We live in a time with our country so polarized, and I think it is important that we come together at the end of the day. We all have similar goals when it comes to helping our neighbors, and I want to use the talent and skills of our community to solve these problems. We want Salem Together to be ran by the people, so we will be looking for people in our community who want to make a difference to take leadership roles, and be a part of this.
The best part about Salem Together is that it is 100 percent local. We will never extend past the Salem-Metro area and the few towns surrounding it. Every dollar donated is invested into your own community. This way you can see the difference you have made in your community with your donations and volunteer work.
Salem Together has four main categories including kids, mentally ill, homeless, and people in poverty. In order for our cities to thrive, I believe we need to take care of the people in our community. Salem Together is a vehicle that allows us to do that, and gives us the freedom to help those who may not fit 100 percent into one category.
You list “mentally ill” as a key demographic you’d like to assist as one of your goals. What is your experience with people with mental disorders and mental illnesses?
My birth mother has Schizophrenia, and in foster care I was surrounded by kids with mental illness.
Much of our society has decided that they don’t want these people in our lives, so they ignore the issue until it goes away. Now many people that are mentally ill and should be dependent are roaming the streets. I want to give these people a better life by teaching them skills, so they can continue to learn. Then eventually, I want to have a transportation service and a housing facility.
A big part of educating students is helping students with learning disorders. What are your personal experiences with people who have a learning disorder, and how would you best help them?
I have been around mental disorders my entire life, and we all are. You can’t just look at a person and know if they have a mental disorder. Many of our mentally ill look just like regular people, and act like regular people, though behind the veil is a disorder that truly affects their lives. Some are so affected by their illness that they are dependent on others and not able to work.
As a director on the Salem/Keizer School Board, this matters a lot to me. In order to get more of our kids to graduate, we need to help ALL kids, including those at risk like the kids with mental illness. As an older brother to many siblings, and a leader in my community, I believe we need to help these people have a good life because it’s the right thing to do. By helping those unable to help themselves, we can change their lives, clean up our streets, and set up our community for success in the future.
To continue with the theme of outreach ─ since that’s your end goal as a member of the school board ─ what do you see lacking with Salem public schools at this time? How do you want to improve outreach to other foster and homeless students?

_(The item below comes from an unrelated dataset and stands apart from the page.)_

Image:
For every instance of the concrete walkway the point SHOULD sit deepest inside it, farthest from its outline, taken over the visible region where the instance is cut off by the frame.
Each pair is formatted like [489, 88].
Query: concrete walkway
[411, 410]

In Oregon, we have one of the lowest graduation rates in the country. Our graduation rates are lower in every race, gender, and demographic. That is interesting, because we spend a lot more money on education per student than many other states. It seems like every other tax or bill passed has the possibility of “going towards education” when they present it to us. The problem is that where they say it will go, and will it actually goes are two different things. So holding our legislative accountable would make a huge difference.
There was a survey sent out in our district asking dropouts why they never graduated. The top reason was that they didn’t feel motivated to get their High School Diploma. We need to do a better job of building value in our high school diploma. We need to knock down some of the common core, so that our students actually learn things in school, rather than memorize a few answers.
Having been a foster kid, and a homeless student, I know how hard it is to learn in an unstable environment. It’s hard to write or learn math when you are worried about if you get to have dinner that night.
Finally, what can students here at LBCC do to make their time here at college better for themselves and others?
The best thing you can do as a student is figure out what you want, and know why you want it. With motivation as the number-one reason to drop out, it is important to stay motivated.
Don’t be afraid to spread your wings. Some people get intimidated when they see others succeed, so they try to shoot you down. In college it is important to lose the fear of what others think and focus on what you want to achieve. Then when you achieve success, learn to lead by serving. By serving others, you will grow as a leader, and help others succeed as well.
If you are interested in learning how to run a business, do fundraising, or volunteer, become a part of Salem Together. If you have skills such as graphic design, photography, or just a big heart for helping others, come join us. Salem Together is for the people, and is ran by the people. It is a great way for a student to apply their skills and use them in a real world environment.